[PATCH v1] ufs: core: complete wl runtime resume after SCSI EH
From: Hongjie Fang
Date: Tue May 26 2026 - 07:56:39 EST
A PM START STOP sent from the UFS well-known LU resume path can race with
SCSI EH.
The "wl resume" task flow is:
__ufshcd_wl_resume()
ufshcd_set_dev_pwr_mode(UFS_ACTIVE_PWR_MODE)
ufshcd_execute_start_stop()
scsi_execute_cmd()
blk_execute_rq <-- wait
scsi_check_passthrough() <-- may retry START STOP
If the first START STOP time out, SCSI EH may already recover the link and
reset the device before scsi_execute_cmd() returns:
scsi_timeout()
scsi_eh_scmd_add()
scsi_error_handler()
scsi_unjam_host()
scsi_eh_ready_devs()
scsi_eh_host_reset()
ufshcd_eh_host_reset_handler()
if (hba->pm_op_in_progress)
ufshcd_link_recovery()
ufshcd_device_reset()
ufshcd_host_reset_and_restore()
...
scsi_eh_flush_done_q() <-- wakeup "wl resume" task
... <-- host still in SHOST_RECOVERY
scsi_restart_operations()
A later passthrough retry can then run while the host is still in
SHOST_RECOVERY and hit the SCMD_FAIL_IF_RECOVERING path:
scsi_queue_rq()
if (scsi_host_in_recovery(shost) &&
cmd->flags & SCMD_FAIL_IF_RECOVERING)
return BLK_STS_OFFLINE
That retry completes with DID_ERROR or DID_NO_CONNECT even though EH may
already have restored the device to an operational ACTIVE state.
In this case __ufshcd_wl_resume() can return -EIO even though recovery
has already restored the device to an operational ACTIVE state. This is
especially harmful for runtime PM because callback errors other than
-EAGAIN and -EBUSY are latched by the PM core as runtime_error.
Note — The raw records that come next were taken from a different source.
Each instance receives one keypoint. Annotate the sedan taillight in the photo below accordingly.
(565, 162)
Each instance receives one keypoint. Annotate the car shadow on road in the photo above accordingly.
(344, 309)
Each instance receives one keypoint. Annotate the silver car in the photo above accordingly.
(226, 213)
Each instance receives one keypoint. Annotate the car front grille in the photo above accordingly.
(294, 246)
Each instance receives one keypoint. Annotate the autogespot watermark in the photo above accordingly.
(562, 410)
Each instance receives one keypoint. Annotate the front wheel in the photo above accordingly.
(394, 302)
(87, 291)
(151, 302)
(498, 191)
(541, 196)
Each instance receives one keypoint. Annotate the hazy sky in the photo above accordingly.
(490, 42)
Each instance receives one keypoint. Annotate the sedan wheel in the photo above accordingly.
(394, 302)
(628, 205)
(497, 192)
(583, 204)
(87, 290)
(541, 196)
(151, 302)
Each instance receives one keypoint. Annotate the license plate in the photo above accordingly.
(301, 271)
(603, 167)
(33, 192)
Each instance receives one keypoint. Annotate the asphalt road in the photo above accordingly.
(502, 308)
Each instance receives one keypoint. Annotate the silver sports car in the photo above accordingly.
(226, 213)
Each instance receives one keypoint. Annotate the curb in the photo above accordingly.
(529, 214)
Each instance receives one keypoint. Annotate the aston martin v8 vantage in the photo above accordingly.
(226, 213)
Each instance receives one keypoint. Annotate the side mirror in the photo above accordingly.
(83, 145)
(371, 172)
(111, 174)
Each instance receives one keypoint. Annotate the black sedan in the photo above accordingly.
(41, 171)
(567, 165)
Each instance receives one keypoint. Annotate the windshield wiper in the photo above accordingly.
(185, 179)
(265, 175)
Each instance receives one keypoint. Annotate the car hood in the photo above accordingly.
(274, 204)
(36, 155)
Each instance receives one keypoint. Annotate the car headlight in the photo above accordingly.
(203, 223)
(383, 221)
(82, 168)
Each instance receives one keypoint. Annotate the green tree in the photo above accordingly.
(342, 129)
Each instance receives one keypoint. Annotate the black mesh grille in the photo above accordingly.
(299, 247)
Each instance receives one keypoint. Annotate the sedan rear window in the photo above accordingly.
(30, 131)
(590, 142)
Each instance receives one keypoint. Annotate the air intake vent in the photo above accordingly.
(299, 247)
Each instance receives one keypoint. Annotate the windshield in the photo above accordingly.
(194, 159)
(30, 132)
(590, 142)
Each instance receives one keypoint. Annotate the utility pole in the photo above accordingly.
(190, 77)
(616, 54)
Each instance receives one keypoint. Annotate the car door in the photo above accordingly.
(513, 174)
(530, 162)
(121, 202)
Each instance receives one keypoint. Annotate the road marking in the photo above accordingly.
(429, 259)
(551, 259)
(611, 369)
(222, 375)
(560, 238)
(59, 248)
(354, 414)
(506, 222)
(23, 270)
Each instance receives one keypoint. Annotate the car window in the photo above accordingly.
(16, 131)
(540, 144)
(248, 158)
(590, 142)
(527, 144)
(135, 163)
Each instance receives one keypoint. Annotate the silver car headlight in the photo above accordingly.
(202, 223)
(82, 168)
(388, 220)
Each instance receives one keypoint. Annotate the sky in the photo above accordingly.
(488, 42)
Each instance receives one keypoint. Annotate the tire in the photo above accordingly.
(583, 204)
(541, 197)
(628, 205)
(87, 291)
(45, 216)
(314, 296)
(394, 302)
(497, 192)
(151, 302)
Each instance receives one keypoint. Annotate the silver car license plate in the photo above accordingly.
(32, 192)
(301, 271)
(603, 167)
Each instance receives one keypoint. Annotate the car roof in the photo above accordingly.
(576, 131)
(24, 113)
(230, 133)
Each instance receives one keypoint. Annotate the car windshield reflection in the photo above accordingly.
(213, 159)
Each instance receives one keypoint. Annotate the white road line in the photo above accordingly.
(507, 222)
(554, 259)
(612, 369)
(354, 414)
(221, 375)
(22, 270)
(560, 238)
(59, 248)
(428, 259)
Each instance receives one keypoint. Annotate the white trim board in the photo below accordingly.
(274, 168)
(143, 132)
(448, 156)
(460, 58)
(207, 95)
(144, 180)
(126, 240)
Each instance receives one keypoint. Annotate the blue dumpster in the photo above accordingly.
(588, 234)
After a runtime-PM START STOP returns -EIO, wait for any ongoing SCSI EH
round to finish and treat the resume as successful if recovery has
already restored:
- an online device
- UFSHCD_STATE_OPERATIONAL
- an active link
- cached ACTIVE device power mode
Fixes: b294ff3e3449 ("scsi: ufs: core: Enable power management for wlun")
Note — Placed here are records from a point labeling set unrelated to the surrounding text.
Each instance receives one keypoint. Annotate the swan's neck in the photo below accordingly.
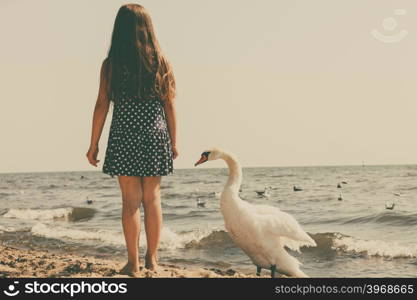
(235, 173)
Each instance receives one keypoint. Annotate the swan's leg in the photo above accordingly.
(273, 270)
(258, 271)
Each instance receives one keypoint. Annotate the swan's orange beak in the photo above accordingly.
(202, 159)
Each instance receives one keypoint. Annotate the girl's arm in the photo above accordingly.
(171, 115)
(99, 117)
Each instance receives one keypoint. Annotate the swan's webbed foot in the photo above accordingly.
(273, 270)
(258, 271)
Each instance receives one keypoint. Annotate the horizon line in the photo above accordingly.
(247, 167)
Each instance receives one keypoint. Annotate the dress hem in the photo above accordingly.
(140, 175)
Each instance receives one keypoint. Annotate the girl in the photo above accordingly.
(138, 79)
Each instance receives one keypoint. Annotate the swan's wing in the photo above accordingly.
(277, 222)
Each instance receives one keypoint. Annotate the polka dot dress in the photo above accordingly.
(139, 142)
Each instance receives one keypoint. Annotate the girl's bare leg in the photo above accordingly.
(132, 194)
(153, 218)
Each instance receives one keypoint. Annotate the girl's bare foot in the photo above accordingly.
(151, 263)
(130, 270)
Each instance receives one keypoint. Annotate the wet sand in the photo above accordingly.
(16, 262)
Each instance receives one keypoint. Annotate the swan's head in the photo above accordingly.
(211, 154)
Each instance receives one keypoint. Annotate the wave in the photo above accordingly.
(108, 237)
(67, 213)
(170, 240)
(338, 243)
(331, 243)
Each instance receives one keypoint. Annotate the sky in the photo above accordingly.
(278, 83)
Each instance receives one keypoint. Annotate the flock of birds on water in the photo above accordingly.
(266, 193)
(263, 232)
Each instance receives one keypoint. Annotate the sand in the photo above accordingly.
(41, 264)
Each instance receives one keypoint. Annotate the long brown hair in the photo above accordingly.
(135, 47)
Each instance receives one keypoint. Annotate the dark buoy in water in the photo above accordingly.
(390, 207)
(265, 192)
(297, 189)
(201, 202)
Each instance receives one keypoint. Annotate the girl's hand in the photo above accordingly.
(92, 155)
(174, 152)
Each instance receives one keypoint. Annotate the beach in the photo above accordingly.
(16, 263)
(356, 237)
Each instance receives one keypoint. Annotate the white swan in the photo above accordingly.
(261, 231)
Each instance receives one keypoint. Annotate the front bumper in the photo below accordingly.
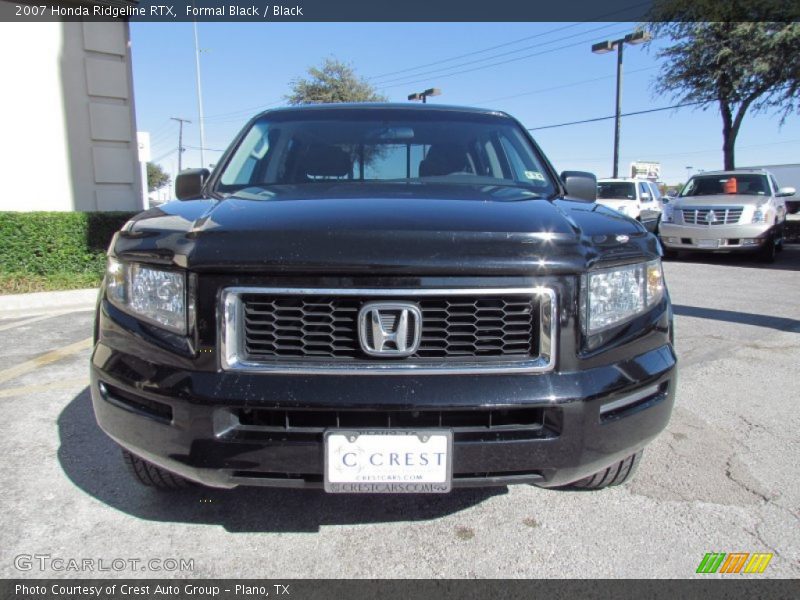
(187, 421)
(712, 238)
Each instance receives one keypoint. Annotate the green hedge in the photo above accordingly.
(53, 246)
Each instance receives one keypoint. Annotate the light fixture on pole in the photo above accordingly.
(424, 95)
(637, 37)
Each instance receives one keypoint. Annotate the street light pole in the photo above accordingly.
(637, 37)
(199, 98)
(180, 140)
(618, 111)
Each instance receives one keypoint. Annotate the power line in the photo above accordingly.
(241, 111)
(415, 77)
(490, 48)
(163, 156)
(561, 87)
(204, 148)
(630, 114)
(506, 44)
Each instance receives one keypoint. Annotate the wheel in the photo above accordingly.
(614, 475)
(150, 475)
(768, 251)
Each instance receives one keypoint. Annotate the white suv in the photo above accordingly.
(634, 198)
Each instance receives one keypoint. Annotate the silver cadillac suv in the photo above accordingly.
(741, 210)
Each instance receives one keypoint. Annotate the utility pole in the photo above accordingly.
(199, 98)
(180, 140)
(637, 37)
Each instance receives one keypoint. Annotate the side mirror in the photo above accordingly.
(189, 183)
(580, 185)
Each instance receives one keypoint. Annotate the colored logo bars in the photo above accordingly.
(737, 562)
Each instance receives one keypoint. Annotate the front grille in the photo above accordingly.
(318, 330)
(715, 215)
(494, 424)
(326, 327)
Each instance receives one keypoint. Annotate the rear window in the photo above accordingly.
(366, 148)
(616, 190)
(747, 184)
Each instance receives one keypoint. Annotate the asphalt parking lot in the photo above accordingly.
(722, 478)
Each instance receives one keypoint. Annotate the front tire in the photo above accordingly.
(769, 250)
(150, 475)
(616, 474)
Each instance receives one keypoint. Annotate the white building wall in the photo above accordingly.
(67, 118)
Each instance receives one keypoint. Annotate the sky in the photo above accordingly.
(541, 73)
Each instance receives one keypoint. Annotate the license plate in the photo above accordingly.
(388, 461)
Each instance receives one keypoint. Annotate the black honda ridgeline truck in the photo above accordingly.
(383, 298)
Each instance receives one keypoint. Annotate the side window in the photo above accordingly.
(251, 153)
(775, 185)
(656, 192)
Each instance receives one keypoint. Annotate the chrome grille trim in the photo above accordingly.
(725, 215)
(233, 356)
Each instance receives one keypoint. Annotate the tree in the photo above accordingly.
(333, 81)
(715, 59)
(156, 177)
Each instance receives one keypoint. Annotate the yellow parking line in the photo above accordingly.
(44, 359)
(45, 387)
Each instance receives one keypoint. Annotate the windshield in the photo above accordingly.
(616, 190)
(363, 148)
(712, 185)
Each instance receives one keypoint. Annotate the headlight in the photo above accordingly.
(612, 296)
(760, 214)
(150, 294)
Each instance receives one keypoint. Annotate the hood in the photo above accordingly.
(392, 229)
(717, 200)
(616, 204)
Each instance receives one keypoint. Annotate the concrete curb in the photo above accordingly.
(37, 303)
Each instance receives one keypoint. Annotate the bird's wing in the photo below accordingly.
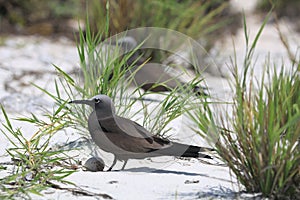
(135, 130)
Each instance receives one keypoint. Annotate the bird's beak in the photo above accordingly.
(87, 102)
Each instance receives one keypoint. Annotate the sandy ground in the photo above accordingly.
(29, 59)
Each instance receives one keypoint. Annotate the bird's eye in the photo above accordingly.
(97, 100)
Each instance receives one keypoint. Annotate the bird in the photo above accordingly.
(127, 139)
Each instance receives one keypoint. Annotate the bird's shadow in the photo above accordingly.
(161, 171)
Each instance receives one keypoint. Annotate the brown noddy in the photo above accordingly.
(127, 139)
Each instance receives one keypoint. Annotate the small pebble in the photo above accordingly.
(94, 164)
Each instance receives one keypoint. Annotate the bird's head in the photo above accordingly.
(101, 103)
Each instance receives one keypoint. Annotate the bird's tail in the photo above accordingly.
(183, 150)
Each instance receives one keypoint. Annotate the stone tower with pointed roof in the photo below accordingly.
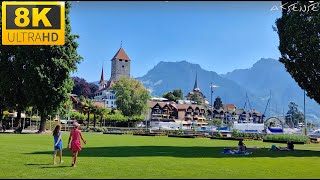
(120, 65)
(196, 90)
(102, 83)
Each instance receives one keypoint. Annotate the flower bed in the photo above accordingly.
(181, 136)
(226, 138)
(283, 138)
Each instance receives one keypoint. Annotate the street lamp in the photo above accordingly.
(147, 93)
(211, 88)
(304, 112)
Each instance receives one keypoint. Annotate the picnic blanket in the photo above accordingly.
(235, 152)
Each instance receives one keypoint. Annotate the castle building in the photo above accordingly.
(196, 91)
(120, 66)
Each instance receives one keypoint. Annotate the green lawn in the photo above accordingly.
(127, 156)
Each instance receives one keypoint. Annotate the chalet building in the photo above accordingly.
(120, 66)
(238, 116)
(196, 90)
(186, 114)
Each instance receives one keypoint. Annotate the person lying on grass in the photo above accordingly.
(75, 146)
(290, 147)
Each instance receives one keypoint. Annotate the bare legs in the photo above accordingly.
(55, 155)
(74, 158)
(60, 154)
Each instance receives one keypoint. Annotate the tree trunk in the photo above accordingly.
(42, 123)
(88, 119)
(1, 113)
(17, 122)
(94, 120)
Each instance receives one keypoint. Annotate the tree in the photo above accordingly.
(83, 88)
(131, 96)
(300, 45)
(48, 70)
(294, 116)
(217, 103)
(196, 98)
(174, 95)
(12, 84)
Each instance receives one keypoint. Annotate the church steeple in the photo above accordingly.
(196, 87)
(102, 82)
(120, 65)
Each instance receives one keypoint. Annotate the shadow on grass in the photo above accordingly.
(47, 167)
(178, 151)
(36, 164)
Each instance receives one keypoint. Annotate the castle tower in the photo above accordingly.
(102, 83)
(196, 87)
(120, 65)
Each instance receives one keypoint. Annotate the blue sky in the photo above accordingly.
(220, 36)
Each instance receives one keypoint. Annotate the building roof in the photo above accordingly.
(121, 54)
(108, 86)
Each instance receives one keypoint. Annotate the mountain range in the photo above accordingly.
(266, 77)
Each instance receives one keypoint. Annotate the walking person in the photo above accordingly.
(75, 145)
(57, 143)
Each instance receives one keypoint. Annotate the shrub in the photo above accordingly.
(53, 125)
(218, 134)
(235, 133)
(287, 137)
(94, 129)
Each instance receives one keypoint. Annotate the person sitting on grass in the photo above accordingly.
(241, 146)
(290, 146)
(75, 146)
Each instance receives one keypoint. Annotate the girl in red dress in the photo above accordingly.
(75, 146)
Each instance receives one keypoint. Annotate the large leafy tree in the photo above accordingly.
(12, 74)
(294, 116)
(131, 97)
(83, 88)
(300, 44)
(48, 71)
(217, 103)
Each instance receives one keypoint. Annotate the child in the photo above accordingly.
(57, 143)
(75, 146)
(241, 146)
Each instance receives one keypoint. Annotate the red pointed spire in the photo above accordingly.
(102, 78)
(121, 54)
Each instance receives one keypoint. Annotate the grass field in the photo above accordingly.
(127, 156)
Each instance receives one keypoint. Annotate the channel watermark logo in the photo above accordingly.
(313, 6)
(33, 23)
Signed-off-by: Hongjie Fang <hongjiefang@xxxxxxxxxxxx>
---
drivers/ufs/core/ufshcd.c | 19 +++++++++++++++++++
1 file changed, 19 insertions(+)
diff --git a/drivers/ufs/core/ufshcd.c b/drivers/ufs/core/ufshcd.c
index c3f08957d179..e7517cf23f06 100644
--- a/drivers/ufs/core/ufshcd.c
+++ b/drivers/ufs/core/ufshcd.c
@@ -10368,6 +10368,22 @@ static int __ufshcd_wl_suspend(struct ufs_hba *hba, enum ufs_pm_op pm_op)
}
#ifdef CONFIG_PM
+static int ufshcd_wl_resume_pm_recovered(struct ufs_hba *hba)
+{
+ int ret = 0;
+ struct scsi_device *sdp = hba->ufs_device_wlun;
+
+ if (!sdp || !scsi_block_when_processing_errors(sdp))
+ return 0;
+
+ if (hba->ufshcd_state == UFSHCD_STATE_OPERATIONAL &&
+ ufshcd_is_link_active(hba) &&
+ ufshcd_is_ufs_dev_active(hba))
+ ret = 1;
+
+ return ret;
+}
+
static int __ufshcd_wl_resume(struct ufs_hba *hba, enum ufs_pm_op pm_op)
{
int ret;
@@ -10422,6 +10438,9 @@ static int __ufshcd_wl_resume(struct ufs_hba *hba, enum ufs_pm_op pm_op)
if (!ufshcd_is_ufs_dev_active(hba)) {
ret = ufshcd_set_dev_pwr_mode(hba, UFS_ACTIVE_PWR_MODE);
+ if (pm_op == UFS_RUNTIME_PM && ret == -EIO &&
+ ufshcd_wl_resume_pm_recovered(hba))
+ ret = 0;
if (ret)
goto set_old_link_state;
ufshcd_set_timestamp_attr(hba);
--
2.25.1